En 2007, Iberdrola firmó un acuerdo, a través de su filial de energías renovables, con la Office National d’Electricité (ONE), la principal empresa del sector de Marruecos, para el desarrollo de dos parques eólicos en el país, con una potencia total de 200 megavatios. Los proyectos, de 100 megavatios cada uno, estarán ubicados en los municipios de Taza, al noreste de Marruecos, y en Laayoune, en el sur del país (antiguo Sahara Occidental). Este último suscitó los inevitables conflictos, al localizarse en el antiguo Sáhara español.
Esta iniciativa se enmarca en el proyecto Energie Pro, por el que ONE ofrece a sus grandes clientes industriales la oportunidad de producir electricidad para sus propias necesidades a partir de energías renovables, con el desarrollo previsto de 1.000 megavatios en los próximos años.

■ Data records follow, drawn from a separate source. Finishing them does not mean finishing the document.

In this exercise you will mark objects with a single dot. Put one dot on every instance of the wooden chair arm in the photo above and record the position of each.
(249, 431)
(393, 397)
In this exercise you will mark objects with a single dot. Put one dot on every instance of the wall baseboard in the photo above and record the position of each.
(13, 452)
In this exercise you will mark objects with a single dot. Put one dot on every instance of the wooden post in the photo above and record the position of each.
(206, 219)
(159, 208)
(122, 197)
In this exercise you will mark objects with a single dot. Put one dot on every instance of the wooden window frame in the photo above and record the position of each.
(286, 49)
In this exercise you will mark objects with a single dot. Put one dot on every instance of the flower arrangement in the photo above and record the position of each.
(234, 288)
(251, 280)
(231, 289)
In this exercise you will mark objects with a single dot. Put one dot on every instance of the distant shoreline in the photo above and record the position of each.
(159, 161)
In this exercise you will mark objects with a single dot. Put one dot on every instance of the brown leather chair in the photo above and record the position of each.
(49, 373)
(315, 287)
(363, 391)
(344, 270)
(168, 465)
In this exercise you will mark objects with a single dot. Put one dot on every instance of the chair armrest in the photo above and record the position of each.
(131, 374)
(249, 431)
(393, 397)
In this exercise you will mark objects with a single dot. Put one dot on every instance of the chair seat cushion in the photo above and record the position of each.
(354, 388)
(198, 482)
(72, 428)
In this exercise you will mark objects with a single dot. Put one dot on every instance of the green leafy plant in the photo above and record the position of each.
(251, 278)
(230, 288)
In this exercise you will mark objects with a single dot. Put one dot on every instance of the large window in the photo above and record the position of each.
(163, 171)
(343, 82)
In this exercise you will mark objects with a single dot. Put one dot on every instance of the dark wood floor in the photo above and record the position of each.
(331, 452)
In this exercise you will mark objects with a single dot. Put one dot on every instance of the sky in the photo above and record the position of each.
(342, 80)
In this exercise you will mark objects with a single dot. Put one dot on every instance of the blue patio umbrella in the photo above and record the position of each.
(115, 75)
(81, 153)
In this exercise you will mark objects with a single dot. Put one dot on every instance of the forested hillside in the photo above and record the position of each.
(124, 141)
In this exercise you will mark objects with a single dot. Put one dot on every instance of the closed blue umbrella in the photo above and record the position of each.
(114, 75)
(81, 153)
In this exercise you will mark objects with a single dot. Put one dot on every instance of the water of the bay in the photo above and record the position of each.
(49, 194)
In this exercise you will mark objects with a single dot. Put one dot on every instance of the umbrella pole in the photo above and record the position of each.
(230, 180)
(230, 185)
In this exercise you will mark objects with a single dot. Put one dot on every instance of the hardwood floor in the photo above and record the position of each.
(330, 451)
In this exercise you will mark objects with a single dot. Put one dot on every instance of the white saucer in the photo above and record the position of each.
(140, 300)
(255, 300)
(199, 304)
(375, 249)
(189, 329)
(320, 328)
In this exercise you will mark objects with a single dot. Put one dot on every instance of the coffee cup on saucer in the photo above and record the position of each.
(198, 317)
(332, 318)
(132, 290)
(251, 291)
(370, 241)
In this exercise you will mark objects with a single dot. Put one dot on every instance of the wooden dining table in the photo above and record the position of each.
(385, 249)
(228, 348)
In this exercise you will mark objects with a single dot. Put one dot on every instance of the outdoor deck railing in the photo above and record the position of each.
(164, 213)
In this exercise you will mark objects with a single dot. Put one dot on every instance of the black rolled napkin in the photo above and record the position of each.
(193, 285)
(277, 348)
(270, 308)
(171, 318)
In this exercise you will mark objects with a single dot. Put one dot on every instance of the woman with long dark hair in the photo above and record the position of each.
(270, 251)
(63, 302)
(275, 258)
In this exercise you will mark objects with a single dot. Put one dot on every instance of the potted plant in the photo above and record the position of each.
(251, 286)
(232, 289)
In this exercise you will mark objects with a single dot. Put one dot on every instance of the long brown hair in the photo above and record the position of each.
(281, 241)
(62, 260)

En este sentido, el objetivo de Iberdrola es constituir un consorcio con empresas locales a las que destinaría la producción de los parques eólicos y se encargaría de la operación de los mismos durante un periodo de 20 años.
Otra empresa española, Gamesa, suscribió otro acuerdo con la entidad marroquí Office National de l’Electricité (ONE) para el suministro de 165 aerogeneradores G52-850 KW a la que será el mayor parque eólico en Marruecos por un importe de 209 millones de euros. De esta manera, el parque eólico de Tánger, situado en el Norte del país, entre la mencionada población y Tetuán, contará con una potencia total de 140 megavatios (MW).
El contrato fue rubricado en Tánger por el presidente de ONE, Younees Maamar, y el presidente de Gamesa, Guillermo Ulacia, en un acto presidido por el ministro marroquí de Energía y Minas, Mohamed Boutaleb. Al mismo, asistieron también el cónsul general de de España en Tánger, Tomás Solís Gragera, el ministro consejero de la Embajada de España, Alfonso Portabales, y la agregada comercial de la Embajada de España, Sonsoles Valle. Durante la firma, el presidente de ONE, Younees Maamar, subrayó la importancia de este nuevo proyecto con Gamesa que "significa un importante paso en la política de generación de energía limpia fomentada ONE, así como para la actividad económica de la región".
Por su parte, el presidente y consejero delegado de Gamesa, Guillermo Ulacia, destacó que "la firma de hoy pone de manifiesto la continuidad de la relación con ONE en un proyecto en el que de nuevo Gamesa pone a su disposición su experiencia y la alta tecnología de sus aerogeneradores", al tiempo que adelanta el futuro energético sostenible del Norte de Africa.
El alcance de este contrato comprende el suministro ‘llave en mano’ de los aerogeneradores, así como su operación y mantenimiento. Su consecución afianza la posición de liderazgo de Gamesa como principal suministrador de aerogeneradores en Marruecos, donde hasta la fecha ha suscrito contratos para la instalación de 210 MW. Según Gamesa, esta cifra representa un hito destacado en un mercado cuyas previsiones de instalación apuntan a quintuplicar en los próximos tres años su potencia instalada hasta alcanzar los 600 MW.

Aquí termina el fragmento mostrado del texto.